Hamilton-Jacobi-Bellman Equation: Reinforcement Learning and Diffusion Models

AI’s secret sauce is 1840s math and devs are spiraling

TLDR: The post ties a classic physics-style equation to how AI learns and how image models work. Comments explode into a fight over pristine math vs real computers, with control vets cheering and some devs fearing they’ll be left behind—why it matters: the future of AI work feels up for grabs.

A new post claims modern AI is running on centuries-old math, connecting Bellman’s decision rule to its continuous-time cousin, the Hamilton-Jacobi-Bellman equation, and even to diffusion models—the stuff behind image generators.

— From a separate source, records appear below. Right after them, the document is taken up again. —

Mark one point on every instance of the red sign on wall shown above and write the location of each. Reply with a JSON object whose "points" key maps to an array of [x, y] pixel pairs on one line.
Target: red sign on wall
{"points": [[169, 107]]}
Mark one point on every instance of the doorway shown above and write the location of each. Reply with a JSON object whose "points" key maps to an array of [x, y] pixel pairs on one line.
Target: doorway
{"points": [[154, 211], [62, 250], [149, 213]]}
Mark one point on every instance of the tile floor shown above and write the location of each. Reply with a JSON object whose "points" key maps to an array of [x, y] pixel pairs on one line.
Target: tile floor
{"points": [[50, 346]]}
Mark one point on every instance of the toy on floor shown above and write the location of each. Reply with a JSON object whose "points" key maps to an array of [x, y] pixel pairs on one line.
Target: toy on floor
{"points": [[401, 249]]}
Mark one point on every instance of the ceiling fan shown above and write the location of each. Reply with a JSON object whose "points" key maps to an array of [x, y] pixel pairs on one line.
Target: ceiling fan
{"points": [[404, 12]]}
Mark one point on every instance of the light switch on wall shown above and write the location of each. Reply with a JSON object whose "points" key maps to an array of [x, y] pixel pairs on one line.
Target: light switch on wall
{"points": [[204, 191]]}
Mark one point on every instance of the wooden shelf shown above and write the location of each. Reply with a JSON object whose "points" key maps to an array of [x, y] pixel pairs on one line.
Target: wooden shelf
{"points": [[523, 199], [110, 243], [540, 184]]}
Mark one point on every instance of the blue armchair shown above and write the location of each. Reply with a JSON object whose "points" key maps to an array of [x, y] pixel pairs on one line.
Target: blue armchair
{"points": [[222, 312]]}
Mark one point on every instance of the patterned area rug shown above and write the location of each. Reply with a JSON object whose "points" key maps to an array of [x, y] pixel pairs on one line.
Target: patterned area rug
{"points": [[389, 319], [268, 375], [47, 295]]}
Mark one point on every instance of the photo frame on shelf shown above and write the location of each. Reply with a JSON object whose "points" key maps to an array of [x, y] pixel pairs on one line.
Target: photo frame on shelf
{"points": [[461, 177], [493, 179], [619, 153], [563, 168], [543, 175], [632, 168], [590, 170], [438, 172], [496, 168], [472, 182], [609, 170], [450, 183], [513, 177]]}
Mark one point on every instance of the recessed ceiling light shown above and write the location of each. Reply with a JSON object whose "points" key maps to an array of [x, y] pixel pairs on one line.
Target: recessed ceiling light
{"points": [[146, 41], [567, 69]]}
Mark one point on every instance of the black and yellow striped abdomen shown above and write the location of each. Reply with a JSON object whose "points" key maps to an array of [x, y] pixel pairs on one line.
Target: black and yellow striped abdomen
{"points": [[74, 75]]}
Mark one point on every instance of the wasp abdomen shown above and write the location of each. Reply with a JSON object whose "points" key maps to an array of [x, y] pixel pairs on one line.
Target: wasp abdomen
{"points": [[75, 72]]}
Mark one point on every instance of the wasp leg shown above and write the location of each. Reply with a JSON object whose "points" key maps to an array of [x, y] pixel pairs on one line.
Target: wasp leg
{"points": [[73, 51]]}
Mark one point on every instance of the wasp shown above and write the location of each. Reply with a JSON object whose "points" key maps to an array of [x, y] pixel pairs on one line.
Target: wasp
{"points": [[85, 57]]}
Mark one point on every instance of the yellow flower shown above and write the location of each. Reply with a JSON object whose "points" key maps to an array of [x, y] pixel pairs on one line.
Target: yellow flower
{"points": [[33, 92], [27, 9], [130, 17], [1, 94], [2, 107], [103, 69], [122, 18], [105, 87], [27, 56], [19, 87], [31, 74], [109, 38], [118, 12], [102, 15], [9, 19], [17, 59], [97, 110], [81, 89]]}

Translation: the author says one elegant equation helps explain how machines choose the “best next move,” whether in learning or generating. The comments? Absolute wildfire.

On one side, skeptics like measurablefunc are yelling, “Wait—continuous math on digital computers?” and launching the “infinite-precision vs. real-world bits” debate. It’s the Float32 Gang vs. Platonic Real Numbers showdown, complete with snark about math papers airbrushing away rounding errors. Meanwhile, control-theory veterans like Cloudly show up like proud alumni: “We’ve been doing this since undergrad,” flexing that old-school engineering has been the quiet backbone of the AI boom.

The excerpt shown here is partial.